The results published in the Atlas were very encouraging but still were very much a beginning and showed that much more systematic work was needed in order to build up an accurate picture of the habitat, distribution and frequency of all our butterfly species. So we extended our survey to include the period 2000 to 2004 and the results were published as a Millennium Atlas update – State of Butterflies of Britain and Ireland, in May 2006.
The Field Club completed its survey and 2014 was the final year of the five year cycle of 2010 to 2014. The identification chart Guide to the Butterflies of Ireland has been revised with a number of changes.
Ireland’s Butterflies A Review (David Nash,Trevor Boyd and Deirdre Hardiman) was published by the Dublin Naturalists’ Field Club in 2012 and includes information gathered for the period 1995 to 2009 for all Ireland.
The Essex Skipper arrival in Co Wexford is shrouded in mystery and it is not clear whether or not it is a deliberate introduction. Despite predictions it does not appear to have spread outside the county. The Small Skipper Thymelicus sylvestris colony in Co Kildare is apparently the result of a local escape or deliberate release.

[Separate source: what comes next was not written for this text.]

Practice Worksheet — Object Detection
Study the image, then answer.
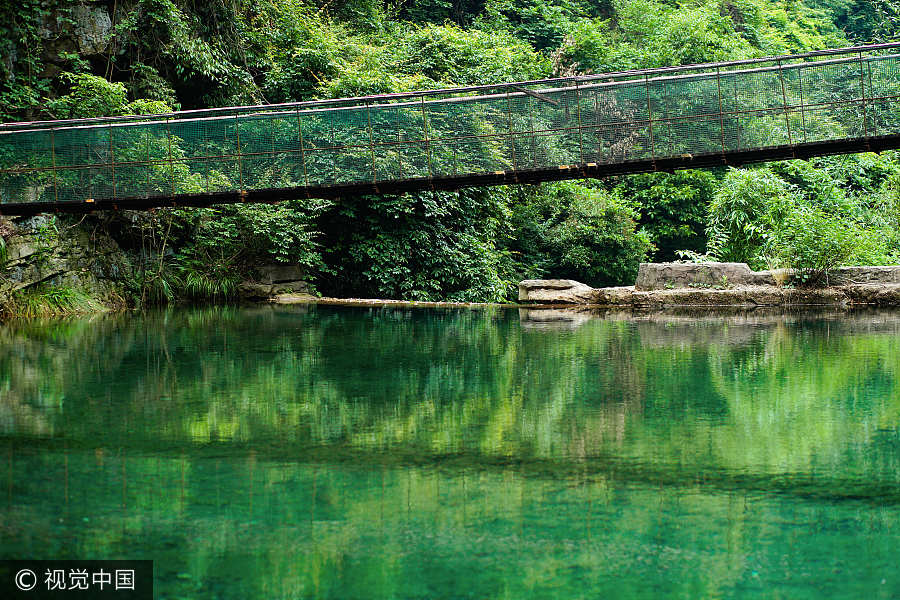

The recent publication, by Peter Eeles, of the Life Cycles of British and Irish Butterflies, Pisces Publications and Butterfly Conservation (2019), ISBN 978-1-874357-88-9, is a very interesting work and a very good read. Of general interest is its treatment, for example, of the dramatic decline of the Wall (= Wall Brown) Lasiommata megera in Britain and Ireland. Of specific Irish interest is his account of the Wood White Leptidea sinapis and the Cryptic Wood White Leptidea juvernica, the latter being the only Irish butterfly species not found in Britain.